HASAN COŞKUN, MÜFTÜ-İ SORGUN
İstiklal Savaşı'nda Üsteğmen rütbesi ile Sarıklı Mücahitler Ordusu'na katılan Sorgunlu Müftü Hasan coşkun, namı diğer adıyla Demli Molla, bu ölüm kalım savaşında silah ve kalemi ile büyük mücadeleler verdi. Askerin moralini yükseltici konuşmaları, kasideleri ve şiirleri komutanlarca takdirle karşılanmıştır.
Ateşli şiirler yazmaya devam eden Haşan Coşkun, cephe gerisinden Ankara'daki ordu karargâhına, oradan da İç Anadolu Bölgesi'ne (Yozgat- Çorum- Amasya- Tokat- Sivas) nasihat memuru olarak atandı. Nasihatları ve Cumhuriyet'in kuruluşuyla ilgili yazıları, hutbeleri matbaalarda çoğaltılarak halka dağıtıldı.
Cumhuriyetin ilanından sonra Sorgun Müftülüğü'ne atanarak, kendi ilçesinde altı yıl görev yaptı. Sonrasında Kars Müftülüğü'ne atanınca bu tayine " Bilmem ki ne işim varidi Kafkas'ın eteğinde" adlı manzum dilekçeyle rıza göstermedi.

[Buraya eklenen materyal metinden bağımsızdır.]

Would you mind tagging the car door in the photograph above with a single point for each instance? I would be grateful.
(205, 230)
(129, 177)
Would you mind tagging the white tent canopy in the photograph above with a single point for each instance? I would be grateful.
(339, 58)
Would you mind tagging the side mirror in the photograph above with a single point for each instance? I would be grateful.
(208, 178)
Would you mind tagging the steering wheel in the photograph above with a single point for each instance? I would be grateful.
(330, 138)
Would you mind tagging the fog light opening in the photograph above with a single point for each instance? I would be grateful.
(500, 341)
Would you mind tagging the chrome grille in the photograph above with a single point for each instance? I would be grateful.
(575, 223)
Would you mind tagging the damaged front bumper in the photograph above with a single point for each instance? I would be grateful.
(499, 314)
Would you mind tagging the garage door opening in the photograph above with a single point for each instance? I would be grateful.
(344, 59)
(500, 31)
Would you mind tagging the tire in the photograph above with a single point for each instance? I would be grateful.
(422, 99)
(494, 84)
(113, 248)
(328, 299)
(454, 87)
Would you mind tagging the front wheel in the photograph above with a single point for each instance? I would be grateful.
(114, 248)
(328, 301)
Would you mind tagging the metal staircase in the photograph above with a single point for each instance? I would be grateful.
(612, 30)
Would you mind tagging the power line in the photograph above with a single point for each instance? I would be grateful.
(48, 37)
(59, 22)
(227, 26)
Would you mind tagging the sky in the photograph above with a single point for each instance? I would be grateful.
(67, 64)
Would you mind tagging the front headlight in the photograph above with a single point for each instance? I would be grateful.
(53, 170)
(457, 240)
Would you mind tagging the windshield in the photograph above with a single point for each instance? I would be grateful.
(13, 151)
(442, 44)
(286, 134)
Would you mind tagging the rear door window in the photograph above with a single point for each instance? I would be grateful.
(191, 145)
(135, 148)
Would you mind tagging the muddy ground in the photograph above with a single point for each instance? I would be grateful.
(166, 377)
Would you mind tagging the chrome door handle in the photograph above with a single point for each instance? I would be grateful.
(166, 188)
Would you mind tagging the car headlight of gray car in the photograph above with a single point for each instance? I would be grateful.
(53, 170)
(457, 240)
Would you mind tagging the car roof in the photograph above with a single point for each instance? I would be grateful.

Bu tayinle ilgili olarak Ankara'ya giderek zamanın Diyanet İşleri Başkanı'yla görüşmek istemiş ve şahsını başkana şöyle tanıtmış:
Haşan Coşkun
Müftü-i Sorgun
Kafası yorgun
Kalemi durgun
Diyanet İşleri Başkanı, Haşan Coşkun'u "Kars'ın doğu bölgesinde önemli bir şehrimiz olduğunu, etnik grupların ve özellikle Ermenilerin Faaliyetlerini sürdürdüklerini, kendisinin ilim ve feyziyle burada büyük rol oynayacağını düşündükleri için tayin ettiklerini" söyleyerek ikna eder. Kars'a giden Müftü Haşan Coşkun dostlarına şu dörtlükle yeni adresini bildirir:
Mektubunu Kars'a yaz
Bana sevgin varsa yaz
Dereler coşkun çağlar
Mevsim bahar, yazsa yaz
Kars'taki hizmeti sırasında Karslıların büyük sevgi ve takdirini kazandı. Kızını ve oğlunu Kars Lisesi'nde okuttu.
Zaman zaman maaşının azlığını şiirlerine konu edindi:
İki avrat, üç cocuk, bir de ben
Genç Türkleriz ekmek yeriz
Günde bir çeten
Kars'tan sonra Polatlı, sonra Eskişehir Müftülükleri görevlerinde bulundu. Camideki vaaz ve nasihatlarında yaptığı kasideli, şiirli ve el kol hareketleriyle karışık heyecanlı nutukları, milli bayramlarda yaptığı konuşmalar ve okuduğu coşkulu şiirler kendisine "DELİ MOLLA" denilmesini sağlamıştır. Bazı gazete ve dergilerde çıkan yazı ve şiirlerinde de "Demli" mahlasını kullandı. Bütün inceliğiyle vakıf olduğu Arap- Fars dili ve ilmi üzerine pek çok değerli öğrenci yetiştirdi.
Eskişehir'de iken, liseyi başarılı olarak bitiren kızı Verem hastalığından ölünce şair acısını yüreğine gömdü. Gömdü ama öyle bir ah çekmiş ki Kerem misali şu mısralar dökülmüş ciğer paresi için dudaklarından:
Bir ah çektim derinden
Pay aldım dertlerinden
Ne acılar duyarım
İftihar defterinden
Sana yandım maralım
Ciğerleri yaralım
Gönül arzulayınca
Seni kimden soralım
Bu şiir o yıllarda dergilerde ve radyoda Verem Haftası'nda defalarca yayınlandı.